Press critical of Irish DPA on fines and WhatsApp delay

(Ireland) Amid reporting on GDPR fines and enforcement activity, the press has been critical of the Irish DPA and its slow start to enforcement since the GDPR was introduced. The Irish Times reports as follows:

Data protection authorities in Europe issued fines worth a combined €410 million to organisations last year for violations but none originated in the Republic, despite it being home to many of the world’s biggest technology companies.

New figures compiled by the Italian data protection body Osservatarorio di Federprivacy – which includes data from official sources in 30 countries – show authorities in the European Economic Area imposed 190 fines in 2019.

Italy was the most active data protection authority, with 30 actions last year, while the UK was the most punitive, with fines totalling €312 million, some 76 per cent of all sanctions issued.

Ireland and Luxembourg were among a small handful of countries yet to impose fines for data privacy violations. Informed sources have said that the Data Protection Commission is in the final stages of its investigation into WhatsApp over possible breaches of EU data privacy rules, with a draft decision expected to be circulated to other authorities to consider within weeks.

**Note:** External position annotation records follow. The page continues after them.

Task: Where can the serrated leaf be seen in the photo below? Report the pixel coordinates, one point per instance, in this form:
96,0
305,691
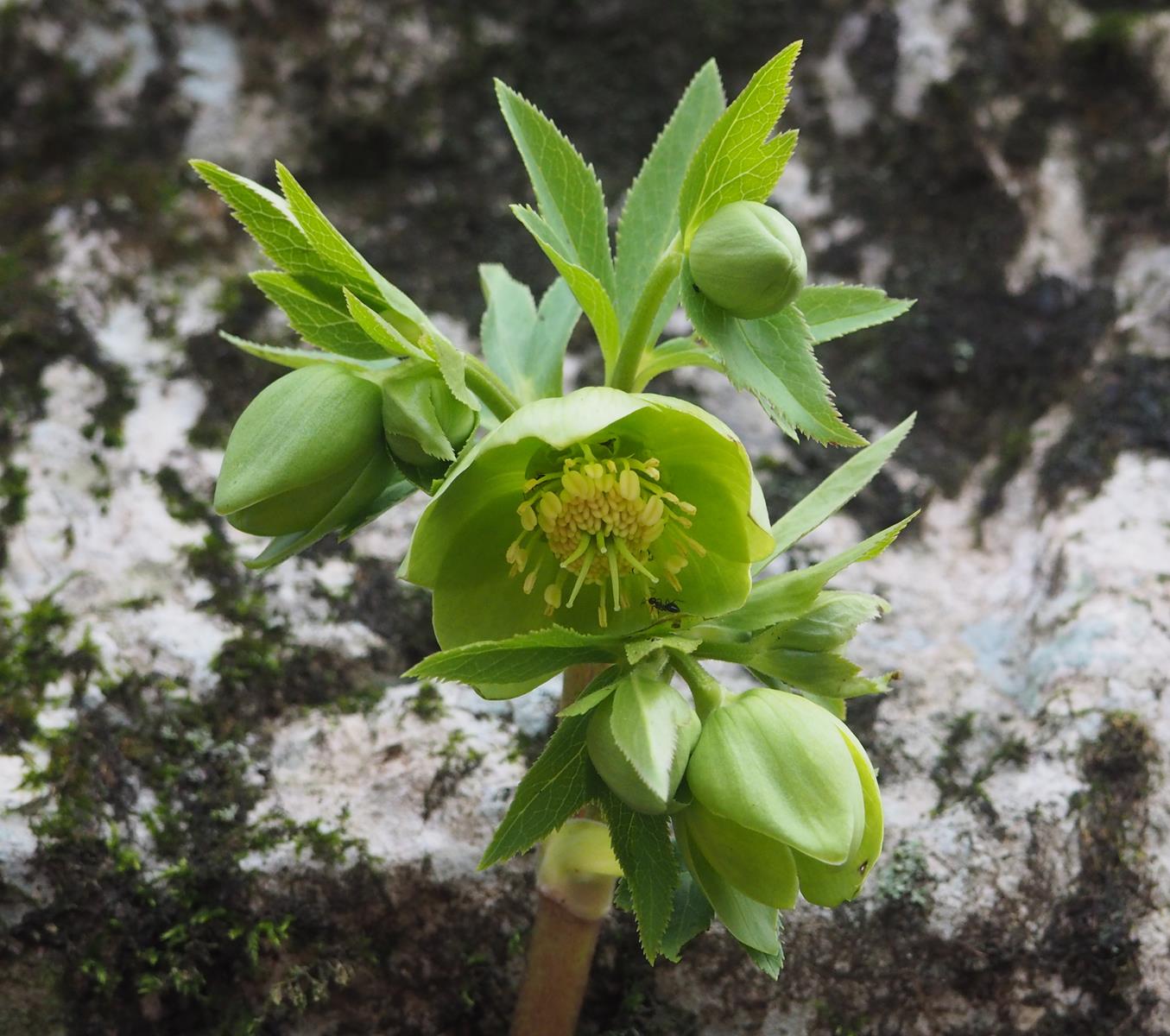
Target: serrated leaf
648,867
751,923
831,622
593,297
598,690
774,359
385,335
567,191
528,656
736,161
556,317
453,367
790,596
834,492
770,963
522,343
832,310
325,237
649,217
268,218
294,358
692,916
554,787
819,673
317,315
638,650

This is the first of the commission’s many investigations to approach its end point with delays blamed on complications that arise from pursuing companies that operate cross-border.

(Privacy press clipping sourced via The Irish Times)
Jurisdiction: Ireland

Key takeaways:

  • Press attention continues to focus on the, as yet, zero fines reputation of Ireland and Luxembourg. Both jurisdictions have not issued a single monetary penalty under the GDPR.

  • The scrutiny on Ireland is greater given the local regulator, the Data Protection Commission, is lead enforcer on a number of large tech companies including Facebook, WhatsApp and Google. These companies have their corporate presence in Ireland and fall within the Data Protection Commission’s jurisdiction as the “lead supervisory authority”.

  • That said, the press could be criticised for placing almost all the emphasis on the effectiveness of large, headline-grabbing fines. Other steps, including cautions and educational measures are also part of a privacy regulator’s toolkit.